In practical applications, since the division of character features includes a plurality of kinds, and each user may have two kinds of character features, that is, in view of the middle of the two kinds of character features. In this case, when the user's character tag and the insurance product tag are multiple, the embodiment of the present invention provides a method for selecting the target insurance product matching the character tag from the preset insurance product database, as shown in fig. 3, fig. 3 is a basic flow diagram of a method for selecting the target insurance product matching the character tag from the preset insurance product database.
Specifically, as shown in fig. 3, step S1300 includes the steps of:
s1321, comparing the character label of the user with the label of the insurance product in the insurance product database;
in the embodiment of the present invention, the method for comparing the character tag of the user with the tag of the security product in the database of the security product refers to the embodiment shown in fig. 2, and will not be described herein.
S1322, when the character labels of the users and the labels of the insurance products in the insurance product database are the same, determining the number of the labels which are the same as the character labels of the users in each insurance product;
s1323, taking the insurance product with the largest label number as a target insurance product.
When the label comparison is consistent, in order to improve the matching accuracy, in the embodiment of the present invention, the number of consistent label comparison of the character label of the user and the insurance product is obtained, for example, the user has A, B, C and D four labels, the insurance product 1 has A, B and C three labels, the insurance product 2 has A, B, D and E four labels, the insurance product 3 has a and C two labels, and since the insurance product 1 has three identical labels with the user, the insurance product 2 and the insurance product 3 have two identical labels with the user, and thus, it is determined that the insurance product 1 is matched with the user, and the target insurance product of the user is the insurance product 1.
The embodiment of the invention also provides a training method of the personality neural network model, as shown in fig. 4, and fig. 4 is a basic flow diagram of the training method of the personality neural network model.

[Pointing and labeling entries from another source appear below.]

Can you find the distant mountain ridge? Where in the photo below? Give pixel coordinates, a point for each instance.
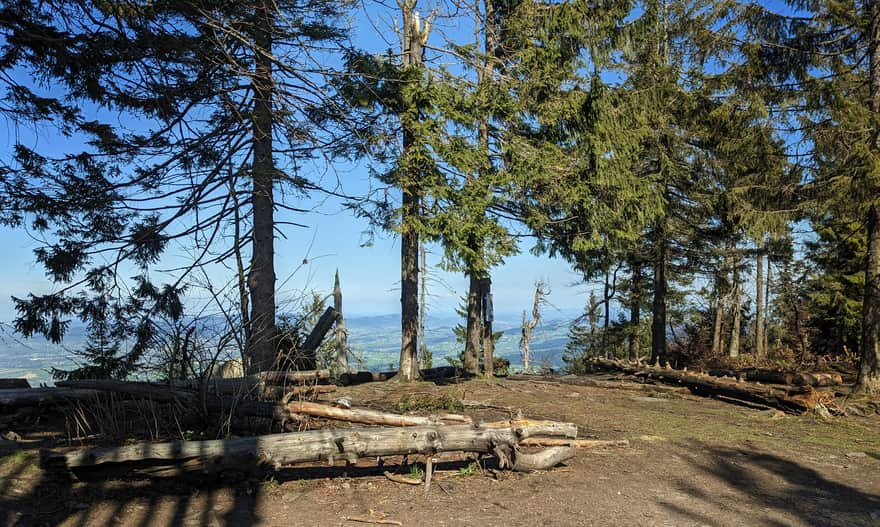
(374, 338)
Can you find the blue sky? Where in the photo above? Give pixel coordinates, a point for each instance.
(332, 240)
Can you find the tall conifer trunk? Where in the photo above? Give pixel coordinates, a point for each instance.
(868, 380)
(635, 311)
(737, 312)
(474, 334)
(261, 279)
(411, 206)
(488, 343)
(759, 304)
(658, 324)
(869, 366)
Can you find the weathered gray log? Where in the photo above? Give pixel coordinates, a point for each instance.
(9, 384)
(44, 396)
(292, 377)
(142, 390)
(793, 400)
(576, 443)
(312, 446)
(781, 377)
(369, 417)
(543, 460)
(428, 374)
(325, 322)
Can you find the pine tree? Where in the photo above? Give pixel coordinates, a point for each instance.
(824, 71)
(218, 92)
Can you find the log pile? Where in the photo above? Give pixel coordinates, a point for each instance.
(329, 446)
(791, 399)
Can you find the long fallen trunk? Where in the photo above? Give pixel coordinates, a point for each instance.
(9, 384)
(781, 377)
(428, 374)
(316, 446)
(793, 400)
(20, 397)
(369, 417)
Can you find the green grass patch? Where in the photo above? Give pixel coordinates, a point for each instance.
(425, 402)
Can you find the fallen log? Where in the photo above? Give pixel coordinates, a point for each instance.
(292, 377)
(20, 397)
(308, 447)
(792, 400)
(143, 390)
(428, 374)
(781, 377)
(9, 384)
(575, 380)
(368, 417)
(576, 443)
(548, 458)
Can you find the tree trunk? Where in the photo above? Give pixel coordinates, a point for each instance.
(488, 343)
(370, 417)
(795, 400)
(635, 311)
(261, 280)
(759, 304)
(317, 445)
(474, 327)
(658, 324)
(341, 330)
(606, 305)
(737, 312)
(767, 304)
(423, 305)
(868, 381)
(526, 339)
(411, 208)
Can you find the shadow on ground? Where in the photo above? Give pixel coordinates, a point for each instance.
(758, 488)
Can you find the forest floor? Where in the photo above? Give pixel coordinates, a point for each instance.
(691, 461)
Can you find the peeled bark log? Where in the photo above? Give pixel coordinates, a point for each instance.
(575, 443)
(292, 377)
(544, 460)
(10, 384)
(307, 447)
(368, 417)
(793, 400)
(781, 377)
(44, 396)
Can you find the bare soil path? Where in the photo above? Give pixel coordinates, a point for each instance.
(691, 462)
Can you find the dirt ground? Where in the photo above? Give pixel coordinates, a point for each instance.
(691, 461)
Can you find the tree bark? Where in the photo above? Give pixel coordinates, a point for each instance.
(759, 304)
(658, 324)
(797, 400)
(309, 447)
(261, 280)
(474, 330)
(767, 303)
(423, 305)
(737, 312)
(488, 343)
(370, 417)
(635, 311)
(341, 330)
(411, 207)
(868, 381)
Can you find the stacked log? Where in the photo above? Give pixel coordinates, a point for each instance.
(276, 450)
(789, 399)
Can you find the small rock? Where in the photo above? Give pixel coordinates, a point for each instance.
(289, 497)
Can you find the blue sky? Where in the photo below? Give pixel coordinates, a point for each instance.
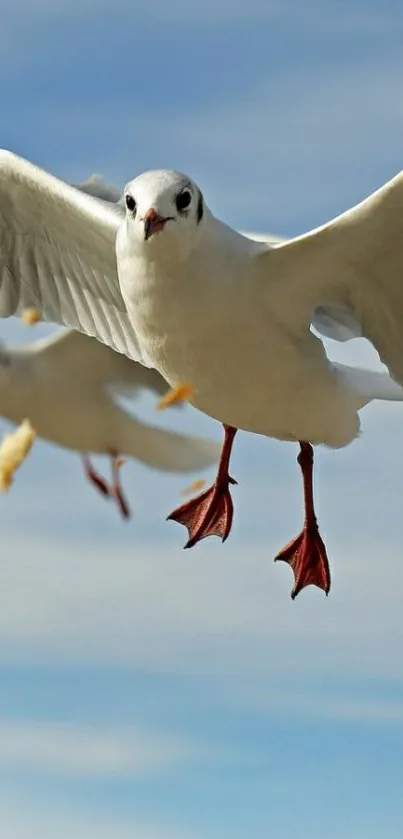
(152, 693)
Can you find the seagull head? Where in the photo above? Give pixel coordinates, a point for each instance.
(164, 210)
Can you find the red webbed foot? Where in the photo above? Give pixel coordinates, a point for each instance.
(211, 512)
(306, 554)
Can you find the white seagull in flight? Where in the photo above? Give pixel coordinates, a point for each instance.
(206, 305)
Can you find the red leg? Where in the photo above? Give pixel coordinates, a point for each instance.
(116, 488)
(211, 512)
(93, 476)
(307, 553)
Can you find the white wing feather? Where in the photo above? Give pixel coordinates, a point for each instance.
(57, 253)
(352, 266)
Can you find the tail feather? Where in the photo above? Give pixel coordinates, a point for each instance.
(369, 384)
(160, 448)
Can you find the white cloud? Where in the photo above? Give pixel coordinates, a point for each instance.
(92, 752)
(27, 819)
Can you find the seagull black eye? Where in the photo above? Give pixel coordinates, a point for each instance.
(183, 200)
(131, 204)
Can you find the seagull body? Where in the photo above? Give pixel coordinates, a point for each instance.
(68, 385)
(233, 317)
(206, 305)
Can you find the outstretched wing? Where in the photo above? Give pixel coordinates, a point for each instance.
(57, 253)
(350, 269)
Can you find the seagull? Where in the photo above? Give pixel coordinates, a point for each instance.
(234, 316)
(165, 282)
(67, 384)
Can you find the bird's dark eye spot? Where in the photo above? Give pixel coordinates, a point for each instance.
(183, 200)
(131, 204)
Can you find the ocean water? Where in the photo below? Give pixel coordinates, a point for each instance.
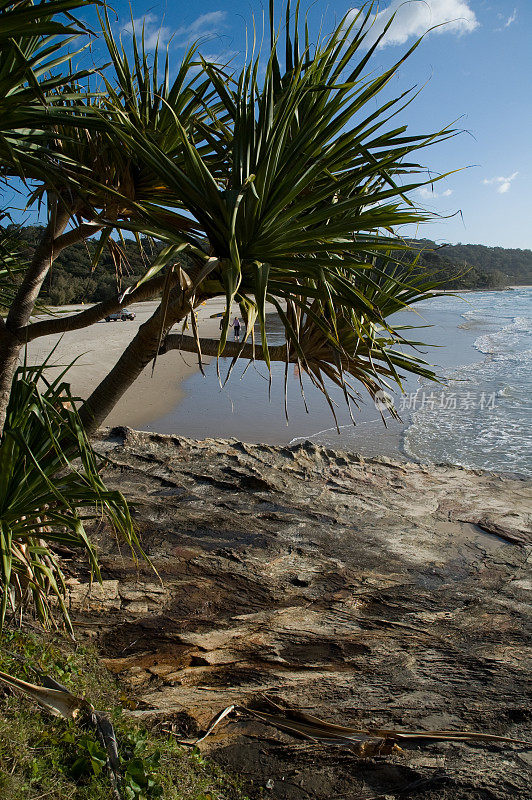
(488, 422)
(480, 417)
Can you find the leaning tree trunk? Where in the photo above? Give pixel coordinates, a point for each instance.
(142, 349)
(23, 304)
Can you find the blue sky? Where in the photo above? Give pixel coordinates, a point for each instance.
(477, 70)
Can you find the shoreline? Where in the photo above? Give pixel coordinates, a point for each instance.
(99, 346)
(363, 591)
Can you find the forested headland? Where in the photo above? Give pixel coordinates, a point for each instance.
(74, 279)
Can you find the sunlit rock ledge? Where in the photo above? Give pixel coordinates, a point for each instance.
(364, 591)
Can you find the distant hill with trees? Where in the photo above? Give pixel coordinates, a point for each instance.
(475, 266)
(73, 280)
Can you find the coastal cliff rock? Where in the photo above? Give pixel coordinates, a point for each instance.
(366, 592)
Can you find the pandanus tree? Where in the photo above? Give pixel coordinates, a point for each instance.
(296, 204)
(87, 181)
(282, 183)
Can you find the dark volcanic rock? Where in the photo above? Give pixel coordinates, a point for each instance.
(365, 592)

Specifically, as shown in fig. 4, the following steps are further included before step S1200:
s1210, acquiring music sample data marked with character labels;
the music sample data is a training sample image set for training a convolutional neural network model, and is an audio set comprising a plurality of character features, and the set is divided into a plurality of groups, wherein each group comprises a plurality of audios marked with the same character features.
The convolutional neural network model is a CNN convolutional neural network model or a VGG convolutional neural network model.
S1220, training a preset convolutional neural network model according to the music sample data to obtain a character recognition neural network model for recognizing character labels.
The embodiment of the invention also provides a method for training the preset convolutional neural network model according to the music sample data, as shown in fig. 5, fig. 5 is a basic flow diagram of the method for training the preset convolutional neural network model according to the music sample data.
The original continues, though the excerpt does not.